Five of the six small buttons were concave-side up, so the answer was ‘unexpected good fortune may await you, so count on luck if effort fails to attain your ends.’ Not exactly a ringing endorsement of my writing talents, but I’ll take what I can get. It further advises me, ‘Worry is your one real enemy here, so avoid it. Look for a rainbow in this situation. Your glass is half-full, not half-empty.’ Good advice for someone of wobbly confidence who’s never made a serious attempt at writing a novel.


This is another good example of a divination method which emerged spontaneously from using materials at hand. The benefits of this divination method are it doesn’t take up much space, can be thrown together quickly with on-hand materials then dispersed again if you wish (just throw it all back in the buttons jar and give it a good stir), and can give you one of its limited answers quickly. With some well-chosen objects, you could make it a thing of real beauty. It can help you with yes-or-no, stay-or-go, how-am-I-doing type questions. May it bring you years of enjoyment and helpful answers!
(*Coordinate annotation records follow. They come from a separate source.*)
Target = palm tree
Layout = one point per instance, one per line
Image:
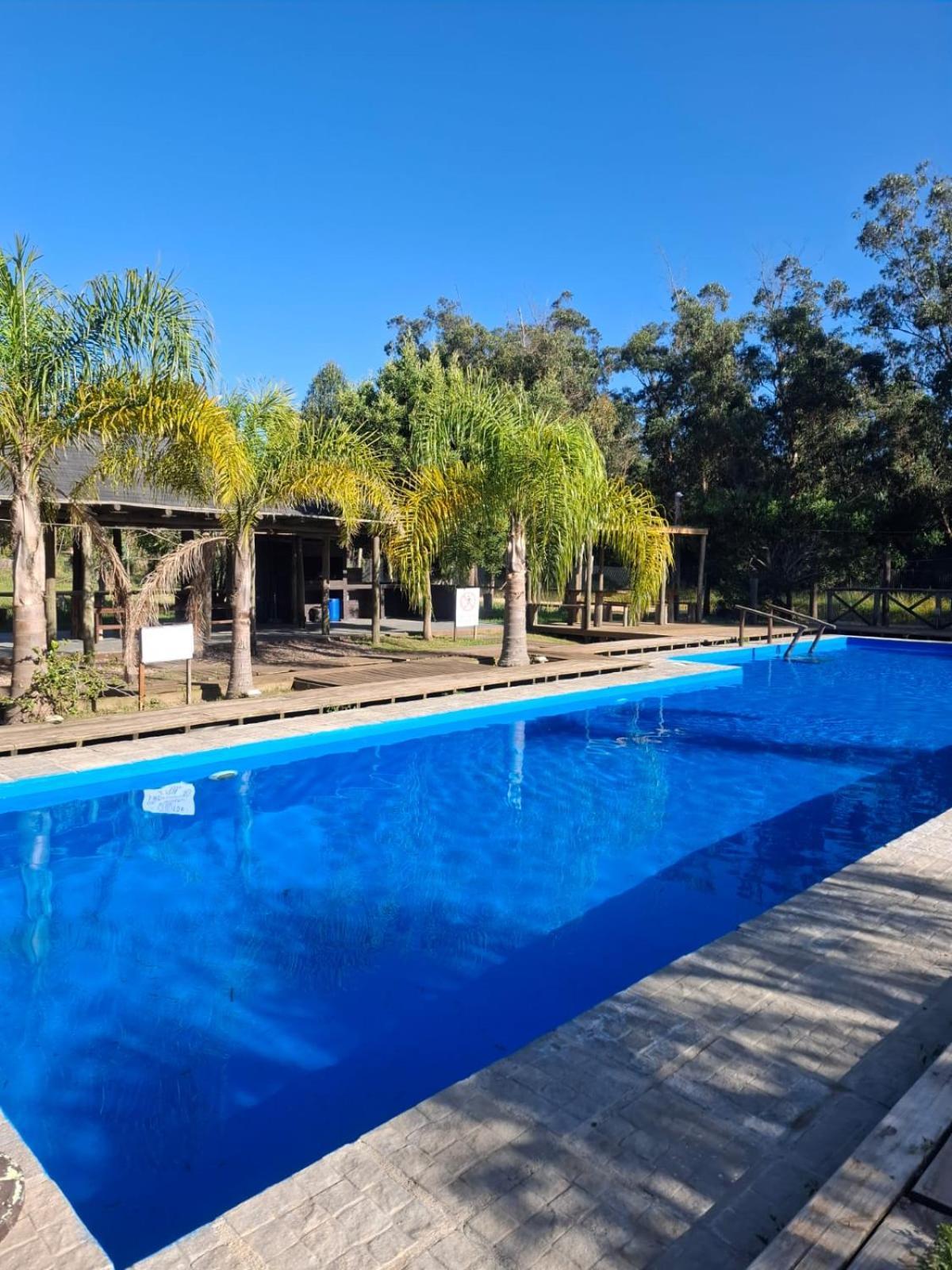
(80, 368)
(489, 461)
(279, 460)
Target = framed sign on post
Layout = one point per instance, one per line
(467, 610)
(171, 643)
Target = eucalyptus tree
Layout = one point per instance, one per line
(908, 233)
(490, 461)
(278, 460)
(82, 368)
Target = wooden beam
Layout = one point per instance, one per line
(50, 591)
(376, 594)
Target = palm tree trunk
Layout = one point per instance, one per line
(240, 681)
(29, 586)
(89, 598)
(374, 590)
(516, 649)
(428, 613)
(50, 592)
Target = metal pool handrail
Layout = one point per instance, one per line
(800, 622)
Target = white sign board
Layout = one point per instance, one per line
(177, 799)
(467, 606)
(175, 643)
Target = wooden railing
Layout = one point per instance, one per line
(880, 606)
(801, 622)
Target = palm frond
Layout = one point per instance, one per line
(433, 505)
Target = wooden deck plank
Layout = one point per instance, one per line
(905, 1235)
(833, 1226)
(32, 738)
(935, 1187)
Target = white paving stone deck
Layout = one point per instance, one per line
(678, 1124)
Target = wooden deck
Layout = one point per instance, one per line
(861, 1218)
(386, 690)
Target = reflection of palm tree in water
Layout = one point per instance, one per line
(37, 883)
(244, 823)
(517, 765)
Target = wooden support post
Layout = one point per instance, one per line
(589, 572)
(298, 581)
(660, 615)
(183, 592)
(325, 587)
(886, 583)
(374, 590)
(76, 592)
(601, 584)
(701, 562)
(575, 614)
(50, 592)
(88, 619)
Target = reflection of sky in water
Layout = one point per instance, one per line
(196, 1006)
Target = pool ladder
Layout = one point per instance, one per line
(801, 624)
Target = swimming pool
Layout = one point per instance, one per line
(209, 984)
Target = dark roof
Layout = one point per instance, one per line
(71, 467)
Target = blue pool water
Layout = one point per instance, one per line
(196, 1005)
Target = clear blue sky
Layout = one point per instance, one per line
(314, 168)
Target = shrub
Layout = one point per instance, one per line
(63, 683)
(939, 1255)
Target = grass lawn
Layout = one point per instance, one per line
(939, 1255)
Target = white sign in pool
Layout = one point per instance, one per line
(467, 607)
(178, 799)
(171, 643)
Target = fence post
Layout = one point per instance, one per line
(886, 584)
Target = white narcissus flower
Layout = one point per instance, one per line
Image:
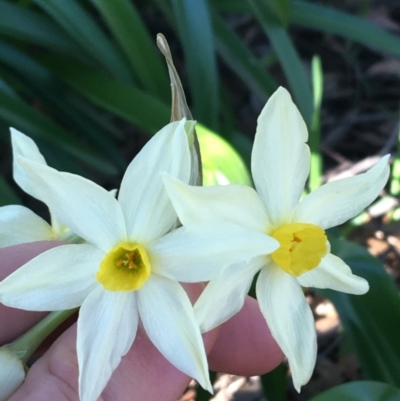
(280, 167)
(130, 267)
(12, 373)
(18, 224)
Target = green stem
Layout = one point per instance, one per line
(25, 345)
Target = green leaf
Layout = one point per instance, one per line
(72, 17)
(288, 58)
(195, 31)
(26, 119)
(24, 24)
(372, 321)
(280, 9)
(315, 179)
(360, 391)
(126, 101)
(43, 84)
(127, 27)
(221, 163)
(328, 20)
(241, 60)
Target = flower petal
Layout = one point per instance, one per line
(19, 225)
(12, 373)
(198, 252)
(57, 279)
(290, 320)
(280, 160)
(224, 295)
(235, 203)
(333, 273)
(24, 146)
(168, 319)
(86, 208)
(107, 327)
(337, 201)
(147, 208)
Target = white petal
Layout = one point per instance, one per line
(57, 279)
(198, 252)
(280, 160)
(12, 373)
(168, 319)
(24, 146)
(147, 208)
(333, 273)
(19, 225)
(107, 326)
(86, 208)
(290, 320)
(235, 203)
(337, 201)
(224, 295)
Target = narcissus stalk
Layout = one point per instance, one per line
(280, 167)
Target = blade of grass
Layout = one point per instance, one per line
(140, 108)
(195, 32)
(241, 60)
(326, 19)
(288, 58)
(78, 23)
(24, 24)
(360, 391)
(372, 321)
(39, 82)
(127, 27)
(221, 163)
(395, 176)
(314, 142)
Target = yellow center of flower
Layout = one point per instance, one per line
(302, 246)
(125, 268)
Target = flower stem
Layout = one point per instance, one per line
(25, 345)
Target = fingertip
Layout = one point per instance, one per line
(245, 345)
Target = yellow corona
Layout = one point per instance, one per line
(302, 246)
(125, 268)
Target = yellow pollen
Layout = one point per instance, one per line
(125, 268)
(302, 246)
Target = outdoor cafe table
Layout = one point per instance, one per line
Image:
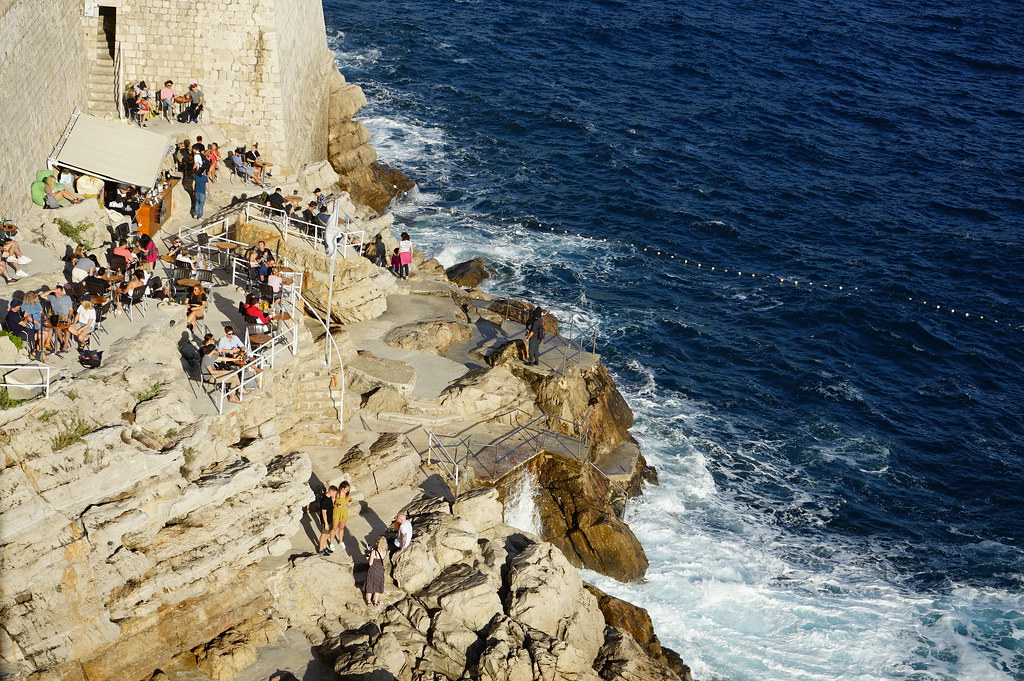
(60, 327)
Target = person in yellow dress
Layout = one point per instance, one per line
(341, 503)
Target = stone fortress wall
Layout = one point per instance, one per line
(263, 66)
(42, 76)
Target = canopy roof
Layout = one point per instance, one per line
(112, 150)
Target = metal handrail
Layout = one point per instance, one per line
(119, 82)
(329, 344)
(223, 380)
(34, 366)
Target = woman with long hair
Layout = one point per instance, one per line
(197, 306)
(373, 588)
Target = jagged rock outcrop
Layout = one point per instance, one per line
(118, 551)
(577, 515)
(486, 393)
(435, 336)
(635, 621)
(469, 273)
(371, 182)
(497, 605)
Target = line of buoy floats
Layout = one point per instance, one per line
(538, 224)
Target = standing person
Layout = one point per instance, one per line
(341, 503)
(325, 506)
(151, 254)
(201, 165)
(404, 536)
(196, 102)
(406, 251)
(535, 334)
(373, 588)
(213, 156)
(166, 96)
(196, 306)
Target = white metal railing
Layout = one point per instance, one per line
(119, 81)
(45, 382)
(226, 392)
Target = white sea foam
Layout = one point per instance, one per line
(745, 589)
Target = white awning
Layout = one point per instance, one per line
(112, 150)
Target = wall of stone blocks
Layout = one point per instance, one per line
(42, 76)
(262, 65)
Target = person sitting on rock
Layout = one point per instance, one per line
(229, 345)
(325, 509)
(404, 536)
(16, 324)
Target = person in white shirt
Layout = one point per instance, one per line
(230, 344)
(404, 537)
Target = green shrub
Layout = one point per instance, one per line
(6, 401)
(76, 232)
(152, 392)
(18, 342)
(71, 432)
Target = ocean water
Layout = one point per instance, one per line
(839, 435)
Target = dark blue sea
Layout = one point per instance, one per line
(840, 434)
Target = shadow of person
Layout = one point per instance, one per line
(377, 526)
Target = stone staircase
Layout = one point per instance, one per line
(313, 405)
(101, 79)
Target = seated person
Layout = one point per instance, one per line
(122, 202)
(258, 259)
(276, 200)
(309, 214)
(126, 253)
(56, 193)
(252, 157)
(245, 169)
(11, 252)
(61, 305)
(253, 309)
(124, 292)
(17, 325)
(84, 322)
(211, 374)
(8, 275)
(177, 248)
(197, 100)
(32, 309)
(196, 306)
(84, 267)
(230, 345)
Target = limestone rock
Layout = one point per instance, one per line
(367, 373)
(384, 399)
(518, 652)
(225, 655)
(485, 393)
(320, 174)
(622, 658)
(546, 592)
(469, 273)
(507, 352)
(390, 463)
(479, 507)
(635, 621)
(432, 337)
(577, 516)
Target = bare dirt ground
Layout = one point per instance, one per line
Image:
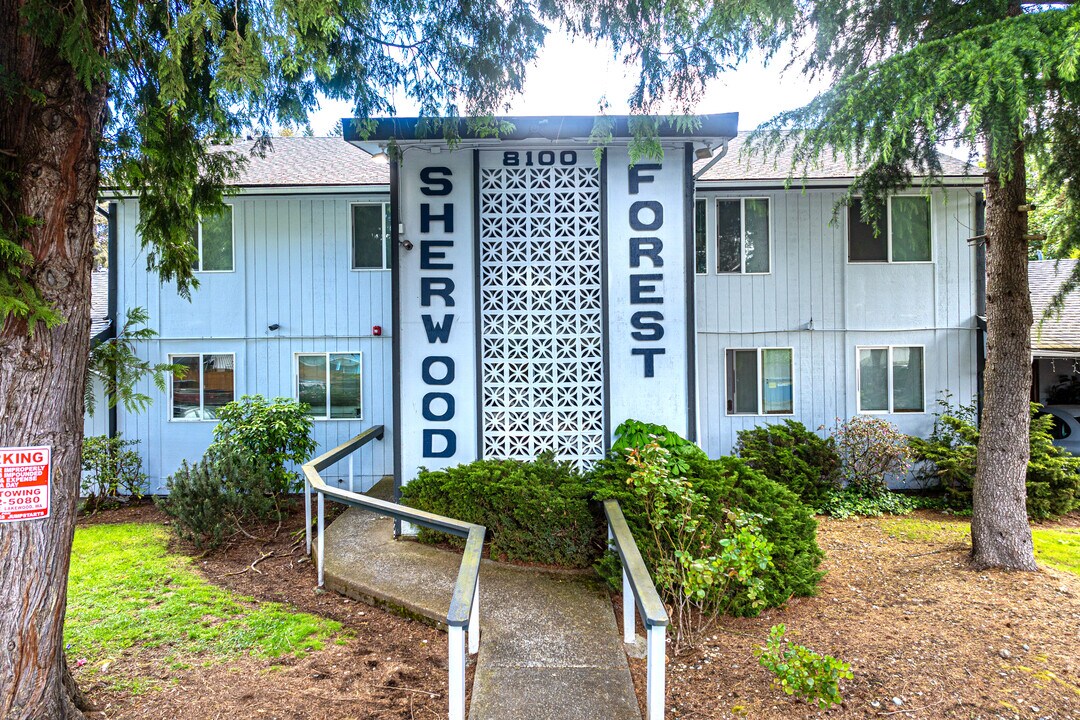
(385, 668)
(915, 624)
(913, 621)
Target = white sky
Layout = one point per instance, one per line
(570, 79)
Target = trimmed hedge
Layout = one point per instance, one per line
(535, 512)
(729, 483)
(793, 456)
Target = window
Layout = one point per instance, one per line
(206, 386)
(332, 383)
(214, 242)
(699, 238)
(905, 240)
(742, 235)
(370, 235)
(759, 381)
(891, 379)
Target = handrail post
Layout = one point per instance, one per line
(307, 514)
(457, 662)
(474, 621)
(322, 541)
(655, 671)
(629, 605)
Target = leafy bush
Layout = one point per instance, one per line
(793, 456)
(871, 449)
(849, 502)
(217, 497)
(726, 485)
(637, 434)
(800, 671)
(111, 467)
(535, 512)
(699, 562)
(949, 453)
(278, 432)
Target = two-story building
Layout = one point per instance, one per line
(515, 297)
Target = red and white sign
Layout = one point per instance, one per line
(25, 475)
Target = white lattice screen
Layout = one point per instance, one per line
(541, 310)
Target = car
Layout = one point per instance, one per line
(1066, 430)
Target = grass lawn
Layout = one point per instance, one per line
(127, 595)
(1057, 547)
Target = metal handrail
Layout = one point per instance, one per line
(464, 602)
(638, 591)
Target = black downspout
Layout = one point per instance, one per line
(112, 299)
(980, 299)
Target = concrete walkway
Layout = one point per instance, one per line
(550, 648)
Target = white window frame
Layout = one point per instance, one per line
(232, 259)
(352, 238)
(296, 382)
(704, 202)
(888, 246)
(859, 379)
(760, 384)
(202, 386)
(742, 235)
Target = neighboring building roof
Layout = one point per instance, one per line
(309, 161)
(98, 301)
(1058, 331)
(734, 166)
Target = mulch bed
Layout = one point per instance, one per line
(916, 625)
(380, 667)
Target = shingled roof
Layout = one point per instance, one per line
(309, 161)
(1062, 331)
(734, 166)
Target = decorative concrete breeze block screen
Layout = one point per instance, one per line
(541, 310)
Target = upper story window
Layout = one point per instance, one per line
(214, 242)
(906, 239)
(891, 379)
(742, 235)
(207, 385)
(701, 261)
(370, 235)
(759, 381)
(332, 383)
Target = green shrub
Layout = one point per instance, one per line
(725, 485)
(793, 456)
(851, 501)
(812, 677)
(277, 431)
(535, 512)
(219, 496)
(111, 467)
(949, 453)
(700, 564)
(637, 434)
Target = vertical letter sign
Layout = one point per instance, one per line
(24, 484)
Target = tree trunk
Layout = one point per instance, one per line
(49, 155)
(1000, 534)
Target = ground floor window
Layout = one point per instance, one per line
(760, 381)
(207, 385)
(332, 383)
(891, 379)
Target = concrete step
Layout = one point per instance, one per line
(550, 647)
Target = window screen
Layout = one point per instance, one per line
(863, 246)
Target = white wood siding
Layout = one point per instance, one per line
(293, 258)
(851, 304)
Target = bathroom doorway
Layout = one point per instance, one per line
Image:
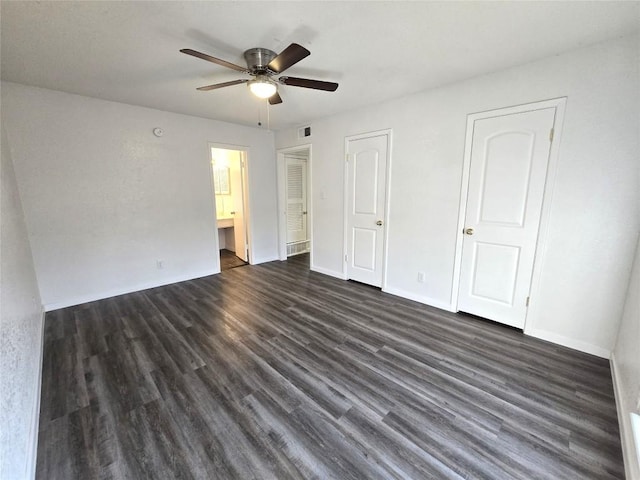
(229, 178)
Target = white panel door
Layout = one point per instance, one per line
(508, 169)
(296, 194)
(237, 191)
(366, 197)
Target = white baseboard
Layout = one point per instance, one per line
(629, 454)
(326, 271)
(568, 342)
(419, 298)
(257, 261)
(123, 291)
(35, 413)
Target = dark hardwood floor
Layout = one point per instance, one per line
(275, 372)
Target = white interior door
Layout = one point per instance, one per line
(296, 194)
(366, 197)
(508, 169)
(237, 192)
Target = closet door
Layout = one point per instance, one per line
(296, 192)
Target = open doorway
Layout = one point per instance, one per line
(229, 174)
(294, 168)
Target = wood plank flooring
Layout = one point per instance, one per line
(275, 372)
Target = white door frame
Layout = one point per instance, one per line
(282, 201)
(387, 200)
(245, 154)
(560, 105)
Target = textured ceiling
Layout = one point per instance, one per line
(129, 51)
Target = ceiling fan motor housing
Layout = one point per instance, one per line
(258, 58)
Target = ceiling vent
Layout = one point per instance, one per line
(304, 132)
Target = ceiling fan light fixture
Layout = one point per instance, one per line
(262, 87)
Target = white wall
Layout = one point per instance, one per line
(626, 367)
(104, 199)
(21, 323)
(594, 213)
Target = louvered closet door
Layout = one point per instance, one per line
(296, 200)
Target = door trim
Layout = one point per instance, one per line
(244, 156)
(387, 199)
(560, 105)
(282, 201)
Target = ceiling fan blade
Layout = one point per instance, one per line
(288, 57)
(308, 83)
(275, 99)
(221, 85)
(209, 58)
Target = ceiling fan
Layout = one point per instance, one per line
(263, 64)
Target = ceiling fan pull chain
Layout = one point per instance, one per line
(266, 101)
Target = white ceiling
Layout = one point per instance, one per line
(128, 51)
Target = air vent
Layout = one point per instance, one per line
(304, 132)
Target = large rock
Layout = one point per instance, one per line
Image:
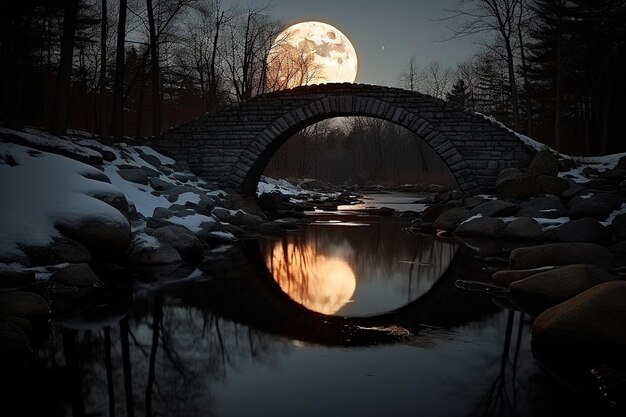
(523, 228)
(79, 276)
(185, 242)
(505, 277)
(481, 227)
(146, 250)
(450, 218)
(598, 206)
(136, 175)
(513, 183)
(23, 304)
(103, 239)
(555, 254)
(494, 208)
(552, 185)
(591, 321)
(544, 163)
(547, 207)
(583, 230)
(619, 225)
(541, 291)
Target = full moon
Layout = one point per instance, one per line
(310, 53)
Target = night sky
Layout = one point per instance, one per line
(404, 27)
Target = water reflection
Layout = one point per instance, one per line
(320, 283)
(357, 271)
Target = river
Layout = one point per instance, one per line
(351, 315)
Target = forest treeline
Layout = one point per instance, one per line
(552, 69)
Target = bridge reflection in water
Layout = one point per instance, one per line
(340, 269)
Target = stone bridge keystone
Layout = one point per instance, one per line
(232, 147)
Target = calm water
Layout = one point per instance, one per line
(346, 317)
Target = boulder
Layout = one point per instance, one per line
(450, 218)
(523, 228)
(513, 183)
(160, 185)
(619, 225)
(23, 304)
(591, 321)
(505, 277)
(598, 206)
(79, 276)
(15, 278)
(222, 214)
(481, 227)
(583, 230)
(146, 250)
(60, 250)
(544, 163)
(104, 239)
(136, 175)
(541, 291)
(552, 185)
(185, 242)
(555, 254)
(494, 208)
(548, 207)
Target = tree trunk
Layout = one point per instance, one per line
(59, 120)
(154, 72)
(117, 122)
(103, 67)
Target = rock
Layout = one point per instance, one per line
(151, 159)
(541, 291)
(556, 254)
(222, 214)
(315, 185)
(552, 185)
(523, 228)
(146, 250)
(160, 185)
(591, 321)
(473, 201)
(14, 347)
(512, 183)
(14, 278)
(271, 228)
(79, 276)
(481, 226)
(136, 175)
(248, 220)
(450, 218)
(23, 304)
(598, 206)
(548, 207)
(619, 225)
(185, 242)
(505, 277)
(494, 208)
(103, 239)
(544, 163)
(60, 250)
(221, 237)
(583, 230)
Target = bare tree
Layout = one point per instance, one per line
(409, 78)
(499, 17)
(70, 18)
(117, 122)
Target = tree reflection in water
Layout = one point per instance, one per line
(356, 271)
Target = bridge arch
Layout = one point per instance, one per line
(232, 147)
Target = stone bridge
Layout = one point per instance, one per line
(232, 147)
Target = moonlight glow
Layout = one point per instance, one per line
(311, 53)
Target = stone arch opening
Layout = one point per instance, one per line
(250, 166)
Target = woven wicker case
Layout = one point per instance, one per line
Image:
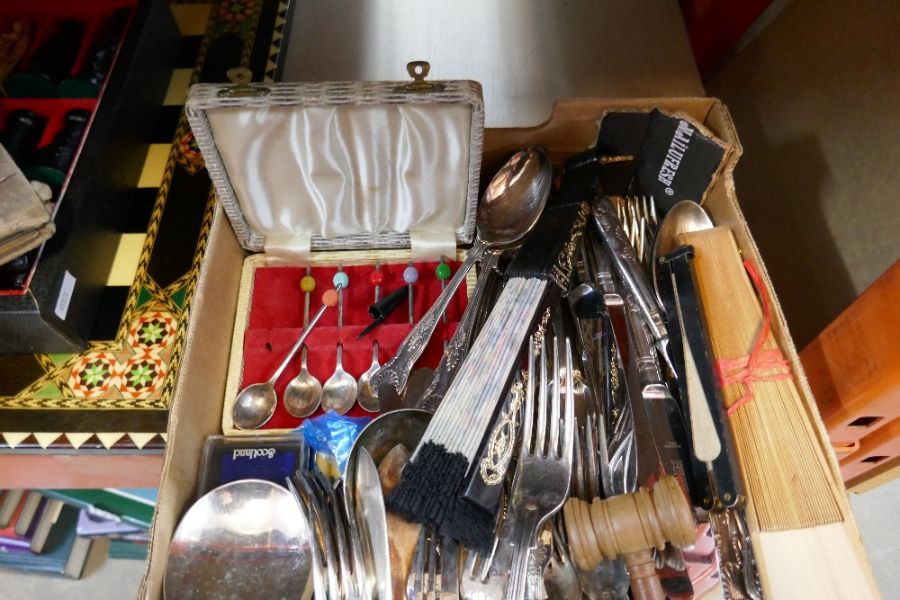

  1. Ask a personal question, and make a note of the answer. Does this answer feel essentially correct? Were you encouraged or discouraged by the answer? Return to your notes in the future. Did it pan out the way the beads or buttons predicted?
  2. Ask a question using the head honcho at your school, the CEO of whatever company you work for, or a politician in the news as the subject of your inquiry. Make a note of the answer. Does this answer sound essentially correct? Does it tell you anything new about this person? Return to your notes later. Given how things panned-out for this person, was this answer essentially correct?
  3. Given your experience with these two questions and the resultant fall-out, a.) would you use this divination tool again? and b.) under what circumstances do you foresee using it, if so? and c.) are there any other divination tools or methods covered elsewhere on this website which would do the job better?

Extra Credit: Compile two sets–a set of buttons-only and a set of pearls & shells, and try asking a question of both. Did one set work better for you than the other did? Did you prefer using one over the other, or were you fine using either one?